The above analysis supports that general practitioners and nurses practices are seekers of information in secondary care (on how to treat patients with diabetes), while secondary care health professionals act as advisers and knowledge providers. That supports the statement that the direction of the influence in this network comes from secondary care to primary care. Additionally, current study highlights the "bridge" role of the diabetes nurse specialists. They are connecting primary and secondary care using their particular clinical skills, advising and supporting general practitioners in making decision process. Also the study suggests that there is need to improve the channels for communication in order to facilitate knowledge transfer in both ways. It is also highlighted that collaboration, coordination and communication are the main mechanisms that might explain how inter-professional networks affect patient outcomes and prescription behaviours.
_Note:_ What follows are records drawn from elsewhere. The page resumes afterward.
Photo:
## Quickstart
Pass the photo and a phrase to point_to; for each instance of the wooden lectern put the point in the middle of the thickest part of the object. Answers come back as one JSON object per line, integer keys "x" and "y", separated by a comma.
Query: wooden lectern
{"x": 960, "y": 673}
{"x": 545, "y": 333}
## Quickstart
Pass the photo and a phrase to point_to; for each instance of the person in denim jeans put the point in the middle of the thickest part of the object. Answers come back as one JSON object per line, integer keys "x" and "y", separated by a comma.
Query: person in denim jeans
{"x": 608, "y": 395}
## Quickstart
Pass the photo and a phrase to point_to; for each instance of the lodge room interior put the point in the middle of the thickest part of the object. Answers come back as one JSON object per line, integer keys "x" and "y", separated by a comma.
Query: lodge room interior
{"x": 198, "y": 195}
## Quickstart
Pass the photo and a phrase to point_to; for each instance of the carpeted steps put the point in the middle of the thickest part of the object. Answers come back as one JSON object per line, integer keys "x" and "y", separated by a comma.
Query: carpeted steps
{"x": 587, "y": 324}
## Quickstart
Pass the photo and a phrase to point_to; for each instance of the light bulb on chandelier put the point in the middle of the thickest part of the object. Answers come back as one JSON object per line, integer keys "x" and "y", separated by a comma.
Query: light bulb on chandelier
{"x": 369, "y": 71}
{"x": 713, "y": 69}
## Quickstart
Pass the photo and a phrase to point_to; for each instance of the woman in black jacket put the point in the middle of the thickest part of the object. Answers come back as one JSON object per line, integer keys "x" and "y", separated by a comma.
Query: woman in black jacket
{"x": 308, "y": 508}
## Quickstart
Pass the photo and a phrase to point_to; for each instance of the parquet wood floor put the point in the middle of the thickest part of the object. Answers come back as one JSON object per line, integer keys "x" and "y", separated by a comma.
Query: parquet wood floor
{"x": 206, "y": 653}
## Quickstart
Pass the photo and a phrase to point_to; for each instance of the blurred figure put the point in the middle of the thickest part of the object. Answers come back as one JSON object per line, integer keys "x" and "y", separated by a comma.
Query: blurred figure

Through semantic analysis and conceptual mapping, it was possible to depict how inter-professional networks might affect patient outcomes and prescription behaviours at the primary and secondary care interface. Key factors were found, but an additional semantic analysis inside each factor is needed in order to have a better understanding. This study presents general guidelines to consider integration within health professionals as a way to increase communication, knowledge transfer and positive effects in prescription behaviours and patient outcomes. However, this study highlights some challenges in implementing communication strategies. Integrated care is more than a strategy to connect various components in the health system; faces the challenge of breaking barriers to increase communication and collaboration between human beings.
This qualitative study was made on the whole information received. In order to analyze in more detail the points of the research questions, it is necessary to resort to qualitative analysis of fragments specific information. The methodological design and the way the sample was selected prevent the generalization of the findings. However, the transfer to similar contexts can be used at the discretion of the applicant.